Em geral, depois de uma onda de histerismo em um culto pentecostal, as pessoas caem em pranto ou em sonolência, como se tivesse sido arrebatada.

Estou com isso, afirmando que ao invés de batismos com o Espírito Santo, em muitos dos nossos congressos, vigílias e confraternizações, o que temos visto são imitações do verdadeiro batismo. O batismo com o Espírito Santo é um mover do Espírito que leva as pessoas a uma vida de mais compromisso com a Igreja, com o evangelismo e uma vida mais consagrada. O que temos presenciado? Jovens que pulam, correm, gritam, falam em línguas, “caem no poder”, rodopiam como nas danças típicas do candomblé, verdadeiras bizarrices. Quando se toca a campainha ou se diz amém, levantam rapidamente, secamente sem nem sinal de lágrimas, na maioria dos casos. E… continuam uma vida de carnalidade como se nada tivesse acontecido.

A outra imitação muito frequente em nossos dias é em relação às línguas estranhas. Tenho presenciado, não só nos congressos, mas, especialmente nos cultos normais da igreja, verdadeiros festivais de línguas estranhas. Pessoas totalmente vazias, secas, e, de repente disparam a falar em línguas, cada uma mais alto que a outra. Você olha para a pessoa e vê que ela está fria, falando em línguas apenas porque sabe falar.

E o pior, obreiros e pastores têm sido exemplo desta irresponsabilidade. Falam em línguas no púlpito, quase que mecanicamente, servindo de mal exemplo para o rebanho.

O falar em línguas, para qualquer crente sério e sincero, é o momento do transbordar do gozo; é o momento da comunhão, o clímax. Acontece quando a pessoa está cheia do Espírito Santo e tocada pela presença de Deus. Hoje se fala em línguas até em shows, por telefone, em eventos públicos ou mesmo que o culto esteja frio.

Isto é um desvirtuamento do movimento pentecostal genuíno. Isto é pecado contra o Espírito Santo. E o pior, quem está levando o povo a pecar são os obreiros, os pregadores e até muitos pastores.

Esta nova geração de crentes, especialmente de jovens, não conhece o poder de Deus.

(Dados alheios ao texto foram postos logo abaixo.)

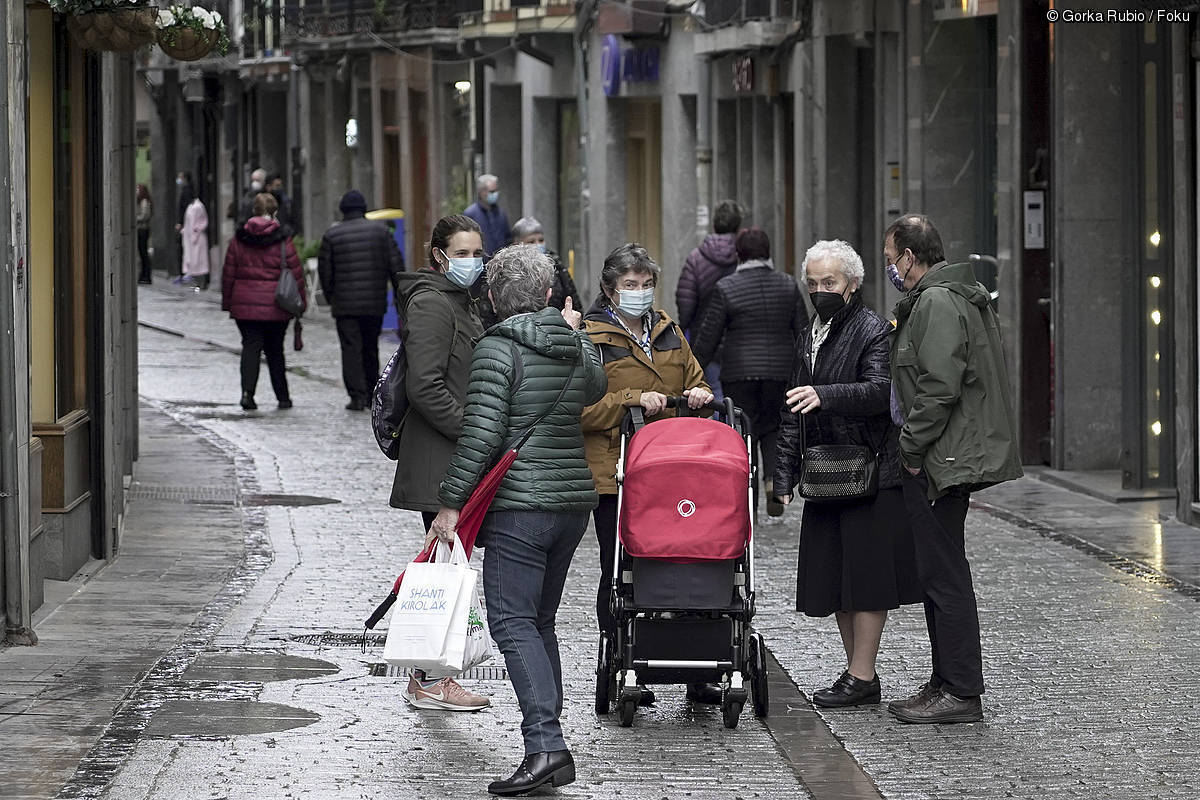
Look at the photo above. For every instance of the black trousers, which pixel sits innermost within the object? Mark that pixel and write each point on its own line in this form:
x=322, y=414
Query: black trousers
x=259, y=337
x=762, y=401
x=360, y=355
x=945, y=573
x=605, y=517
x=144, y=254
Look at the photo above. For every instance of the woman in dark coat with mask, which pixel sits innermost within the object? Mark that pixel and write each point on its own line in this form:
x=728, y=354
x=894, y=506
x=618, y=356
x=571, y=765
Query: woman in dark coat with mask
x=856, y=558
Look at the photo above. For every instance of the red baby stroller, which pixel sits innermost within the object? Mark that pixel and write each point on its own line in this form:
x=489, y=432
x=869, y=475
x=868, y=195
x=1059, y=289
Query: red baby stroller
x=683, y=579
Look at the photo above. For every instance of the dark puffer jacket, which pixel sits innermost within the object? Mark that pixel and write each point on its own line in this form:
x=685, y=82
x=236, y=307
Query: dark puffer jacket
x=358, y=258
x=853, y=384
x=252, y=268
x=551, y=473
x=755, y=317
x=441, y=328
x=714, y=259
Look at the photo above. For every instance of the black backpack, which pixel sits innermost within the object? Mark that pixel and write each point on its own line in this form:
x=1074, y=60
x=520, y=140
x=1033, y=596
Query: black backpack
x=389, y=402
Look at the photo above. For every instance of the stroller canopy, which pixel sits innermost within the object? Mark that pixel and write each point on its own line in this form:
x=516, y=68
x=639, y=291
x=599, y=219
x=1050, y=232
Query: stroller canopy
x=685, y=494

A próxima, se continuarmos assim, vai ouvir apenas histórias, bem distantes.

Uma geração é responsável pelo que deixa para a próxima geração. E a nossa geração é a geração dos superficiais, do fast food, das emoções baratas, da imitação, do plágio. Se continuarmos pecando contra o Espírito Santo em nossa geração, o Senhor se afastará e nos tornaremos como a Igreja de Laodicéia, uma igreja que vivia só de aparências, cujos crentes não eram frios nem quentes, uma igreja rica de bens materiais e de talentos humanos, mas pobre da manifestação do poder de Deus.

Eu estou preocupado com a nossa geração!

 

Em Cristo, Sandoval Juliano – O Presbítero – 30.09.2011.